Friends coming over and sleep overs – lets start with something simple.  All kids like to have friends over.  But that’s never been simple for us as a family.  What we consider normal daily routine may not be for another child who comes over, so we always need to explain things.  For instance, for us it is completely normal to suddenly see Dayna come bounding into the room wearing only a diaper, or worse, nothing at all.  Maybe she has just come out of the bath, or maybe she has decided to tell us she wants a bath in a very ‘direct’ way.  Now to Deb and I, that just means one of us corrals Dayna into her room while the other starts the bath.  To Kiley and Sean, its status quo, they just keep doing whatever they were doing and don’t think much about it other than the occasional ‘DAYNA!’ when she catches them off guard.  In Sean’s case though, another 7 year old friend may not understand what is going on, and for them seeing a 16 year old come streaking into the room would most likely be quite a sight.  In Kiley’s case, at her age that can be very embarrassing if a friend saw it.  A few years back during a Super Bowl party, Kiley had friends up in her room (girls and boys) when Dayna suddenly came in wearing no clothes, and decided to lay across her bed.  Very embarrassing for Kiley, kind of funny for us on the surface, but truthfully also somewhat heartbreaking for us as well.  The same can be said about Dayna’s meltdowns.  Just tonight Dayna had an episode of suddenly crying loudly, which is accompanied by her jumping up and down in the middle of the room, without the ability to explain why she was upset.  A short while later, I determined it was because the one cable channel she likes, Baby First TV, was not working on the TV upstairs.  Then, while I was trying to troubleshoot it she was continually yelling ‘FIX!, FIX!, FIX!’.  The jumping up and down crying of a 16 year old, the yelling to fix something out of my control, even the watching of toddler videos is all very hard to explain to another child.  Yes, it can be done, and maybe its a good thing to do so.  But this is about the siblings, and sometimes those siblings just want to play with a friend, be a kid, and not have to deal with it all.

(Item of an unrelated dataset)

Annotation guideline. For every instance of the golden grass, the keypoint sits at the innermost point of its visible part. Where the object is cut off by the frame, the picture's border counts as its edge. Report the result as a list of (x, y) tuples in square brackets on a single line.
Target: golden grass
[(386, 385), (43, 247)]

Travel and vacations – For us, and many others, this is very difficult.  Dayna does not always travel well.  When it comes to long drives, we have determined exactly how to pull them off….immediate stop to Burger King, Kids Place Live on the satellite radio at all times, Grandma’s blue blanket, and if possible Dayna gets the 3rd row seat to herself.  However, the drive has to be limited to a few hours max.  No 8-12 hour drives, multiple day drives, etc.  That means we are limited by a radius from our home.  During those drives, there may be times that Dayna gets upset.  She may want something she can not have, we may be in a tunnel where XM Radio is not working, or she may be unhappy with sitting in traffic.  The result is usually a tantrum in the car.  These are things we deal with in the car and are used to, and I list them for one reason….to also explain why we don’t fly.  You may not have met Dayna, but just from reading my blog you can imagine the struggle we would have if we were ever stuck for hours in an airport, or worse, on a cramped airplane.  Just like the cable channel not working, or being in traffic, she has a hard time understanding why things are not happening and this results in anger and frustration for her.  ‘Daddy fix’ or ‘Go home?’ is what she wants and that’s it, and she will repeat it over and over.  Dayna also often needs a little help in the bathroom, and rarely shuts the door….try pulling that off on packed 737 heading south.  How does all this effect her siblings?….Kiley and Sean have never been able to go to Disney World, or out west, or overseas, or on a cruise.  It’s just not a possibility for us.  What we were able to do for a while was take a two week extended vacation to the Jersey Shore.  That was our compromise, and gift to them.  Two weeks in a row really makes a difference, the kids loved it and for Dayna it was always at the same place so she was very comfortable.  Two weeks also meant we weren’t dealing with the hard transition for Dayna just days apart.  But unfortunately that’s when times were good, and I could afford the time off and the cost as well.  That has come to an end for now, which brings me to another effect on the siblings….watching Mom and Dad struggle emotionally and financially.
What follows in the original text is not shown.